Ah - een wit broodje. Maar, is het wel echt brood? Ik knijp er in en het veert verdacht snel weer terug. Misschien matsemeel met een hoge doses eiwit, mompel ik in mezelf. Ik breek het broodje doormidden en neem voorzichtig een hapje. Het smaakt zoet. Ik besluit de hulplijn in te zetten en een stewardess te vragen of het echt brood is, of van matsemeel gemaakt nepbrood dat niet van echt is te onderscheiden. Glazig kijkt ze me aan – ze is dan ook al vanaf vannacht in de weer (de heenweg naar Amsterdam) - en zegt kort: “Het is gewoon een broodje”(lachmania). Ik besluit maar geen wedervraag te stellen. Hoewel, het broodje is wel erg zoet; wit brood = slechte koolhydraten = omzetting in vet – en Pesach moet nog beginnen!
Hebben jullie ook bruin brood, vraag ik dit keer aan de purser – een man die altijd optimistisch lijkt te zijn. “Dit zijn de broodjes die we hebben”, zegt hij terwijl hij naar een reusachtige zak met nog meer zoete witte broodjes wijst.
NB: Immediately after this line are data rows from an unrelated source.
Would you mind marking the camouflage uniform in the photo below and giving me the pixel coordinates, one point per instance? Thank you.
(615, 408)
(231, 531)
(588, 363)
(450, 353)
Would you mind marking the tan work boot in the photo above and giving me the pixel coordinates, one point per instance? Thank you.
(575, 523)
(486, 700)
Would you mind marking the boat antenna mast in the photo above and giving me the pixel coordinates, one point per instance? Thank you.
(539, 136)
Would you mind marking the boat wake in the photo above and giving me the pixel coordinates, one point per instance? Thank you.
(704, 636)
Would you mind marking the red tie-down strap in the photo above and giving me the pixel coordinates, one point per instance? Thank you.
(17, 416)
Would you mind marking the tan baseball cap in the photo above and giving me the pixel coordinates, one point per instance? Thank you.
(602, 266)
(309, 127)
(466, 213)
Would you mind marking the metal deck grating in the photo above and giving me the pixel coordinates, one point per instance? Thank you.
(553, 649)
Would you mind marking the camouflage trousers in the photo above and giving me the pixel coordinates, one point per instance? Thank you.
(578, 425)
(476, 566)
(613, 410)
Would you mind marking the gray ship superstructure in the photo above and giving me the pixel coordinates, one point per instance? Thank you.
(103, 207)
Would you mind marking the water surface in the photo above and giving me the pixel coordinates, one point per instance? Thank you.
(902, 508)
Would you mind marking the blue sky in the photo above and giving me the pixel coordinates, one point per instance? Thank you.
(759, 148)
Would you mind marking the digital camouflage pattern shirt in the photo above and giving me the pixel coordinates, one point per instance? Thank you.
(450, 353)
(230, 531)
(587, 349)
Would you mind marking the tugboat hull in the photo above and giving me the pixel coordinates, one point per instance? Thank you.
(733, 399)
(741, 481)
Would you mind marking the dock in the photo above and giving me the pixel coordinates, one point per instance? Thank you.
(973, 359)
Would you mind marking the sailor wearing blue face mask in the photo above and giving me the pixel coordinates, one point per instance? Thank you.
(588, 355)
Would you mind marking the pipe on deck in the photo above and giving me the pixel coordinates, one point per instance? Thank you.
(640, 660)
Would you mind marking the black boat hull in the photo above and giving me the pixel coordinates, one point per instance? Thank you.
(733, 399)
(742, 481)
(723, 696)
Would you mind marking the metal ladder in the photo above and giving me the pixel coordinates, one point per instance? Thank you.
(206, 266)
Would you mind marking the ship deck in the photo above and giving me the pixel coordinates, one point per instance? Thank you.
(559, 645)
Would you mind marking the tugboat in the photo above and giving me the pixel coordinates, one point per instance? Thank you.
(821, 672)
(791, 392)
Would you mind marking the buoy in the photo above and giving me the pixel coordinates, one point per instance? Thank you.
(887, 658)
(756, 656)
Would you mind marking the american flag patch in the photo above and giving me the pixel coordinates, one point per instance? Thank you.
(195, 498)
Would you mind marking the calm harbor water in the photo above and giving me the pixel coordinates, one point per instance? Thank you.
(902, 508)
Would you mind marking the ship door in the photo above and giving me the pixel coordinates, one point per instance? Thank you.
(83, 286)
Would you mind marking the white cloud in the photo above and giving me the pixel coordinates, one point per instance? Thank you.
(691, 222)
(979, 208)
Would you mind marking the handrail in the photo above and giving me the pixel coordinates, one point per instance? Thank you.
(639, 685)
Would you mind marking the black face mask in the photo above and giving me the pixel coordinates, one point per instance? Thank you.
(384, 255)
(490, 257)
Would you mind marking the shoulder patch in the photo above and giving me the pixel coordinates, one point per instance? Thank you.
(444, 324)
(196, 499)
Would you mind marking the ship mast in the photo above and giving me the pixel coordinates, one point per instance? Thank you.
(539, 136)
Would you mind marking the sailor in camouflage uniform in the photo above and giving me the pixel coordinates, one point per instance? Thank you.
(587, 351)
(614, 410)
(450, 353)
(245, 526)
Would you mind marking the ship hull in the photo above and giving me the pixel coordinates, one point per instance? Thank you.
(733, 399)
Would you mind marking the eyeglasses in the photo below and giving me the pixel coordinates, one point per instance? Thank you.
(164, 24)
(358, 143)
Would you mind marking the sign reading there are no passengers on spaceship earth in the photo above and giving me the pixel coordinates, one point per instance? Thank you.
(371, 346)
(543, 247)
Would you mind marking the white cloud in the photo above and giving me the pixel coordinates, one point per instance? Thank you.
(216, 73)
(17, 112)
De man heeft waarschijnlijk ooit op cursus geleerd dat je nooit 'nee' mag verkopen aan de consument. Maar het komt natuurlijk op hetzelfde neer: alleen zoete witte broodjes gebakken deze keer. De vlucht verloopt verder prima – het vliegtuig is er maar liefst twintig minuten eerder dan verwacht. Een meevaller. Hoewel – onze vroege komst heeft ook de autoriteiten op het vliegveld verrast, horen we door de luidsprekers. De slurf is er nog niet, dus graag nog even geduld, zegt de stem weer. Na zo’n tien minuten lijkt de slurf er aan te komen. De stem wenst ons nog “een goede en koosjere Pesach!” (Aha, dus toch!) met veel geluk en vrijheid.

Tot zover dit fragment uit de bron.